Jesus mesmo se identifica com Deus Pai: “Eu e o Pai somos um” (Jo 10,30). Em outra passagem, Jesus diz: “Quem me vê, vê o Pai” (Jo 14,9). O NT
também afirma que “O Verbo estava em Deus
e o Verbo era Deus” (Jo 1,1) e que Jesus “é a imagem do Deus invisível” (Cl 1,15).
Outra constatação importante é que, no Evangelho de João,
quando Jesus usa o complemento ao verbo, o faz por sete vezes. Ou seja, por
sete vezes (o número perfeito) Jesus diz o que Ele é!
1) Eu sou o Pão da Vida (6,36.41.48.51);
2) Eu sou a Luz do mundo (8,12; 9,5);
3) Eu sou a Porta (Jo 10,7.9);
4) Eu sou o Bom Pastor (Jo 10,11.14);
5) Eu sou a Ressurreição e a Vida (Jo
11,25);
6) Eu sou o Caminho, a Verdade e a Vida (Jo
14,6);
7) Eu sou a Videira Verdadeira (15,1.5)
BIBLIOGRAFIA
BIBLE WORKS 5.0. Programa bíblico para computador. Texto, dicionário e gramática (PIB,
Roma 2002).
BÍBLIA DE JERUSALÉM, TEB e EDIÇÃO PASTORAL. Introduções e notas de rodapé.
DÍEZ MACHO, A. – BARTINA, S. – GUTIÉRREZ-LARRAYA, J.

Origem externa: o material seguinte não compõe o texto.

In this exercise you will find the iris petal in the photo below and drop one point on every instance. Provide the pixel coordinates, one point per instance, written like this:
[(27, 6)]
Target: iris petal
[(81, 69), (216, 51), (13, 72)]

A. (ed.), Enciclopedia de la Biblia.
6 voll. (Barcelona 1963).
JENNI, E. – WESTERMANN, C. ed. Dizionario teologico dell’Antico Testamento. Tradução italiana do
original alemão (Torino 1982).
J. L. MACKENZIE. Dicionário
Bíblico. Tradução do original por CUNHA A. et al. (Paulus, São Paulo 72002).
SELTZER, R. M. Povo
Judeu, Pensamento Judaico I (Judaica 1, Rio de Janeiro, 1990).
REYMOND, P. Dictionnaire
d’Hebreu et d’Araméen Bibliques (Paris 1991). Traduzione italiana: SOGGIN J.A.
ed. Dizionario di ebraico e aramaico biblici (Roma 1995).
[1] Lia-se Adonai, ao invés de Adoní para referi-lo unicamente a Deus e não aos senhores humanos.
[2]
SELTZER, R. M. Povo Judeu, Pensamento
Judaico I (Judaica 1, Rio de Janeiro, 1990), pg. 3.
[4]
No Evangelho de João aparece ainda várias vezes a expressão “Sou eu” (Jo 4,26;
6,20; 7,28; 8,16; 9,9; etc), mas não no sentido forte como nesses três casos.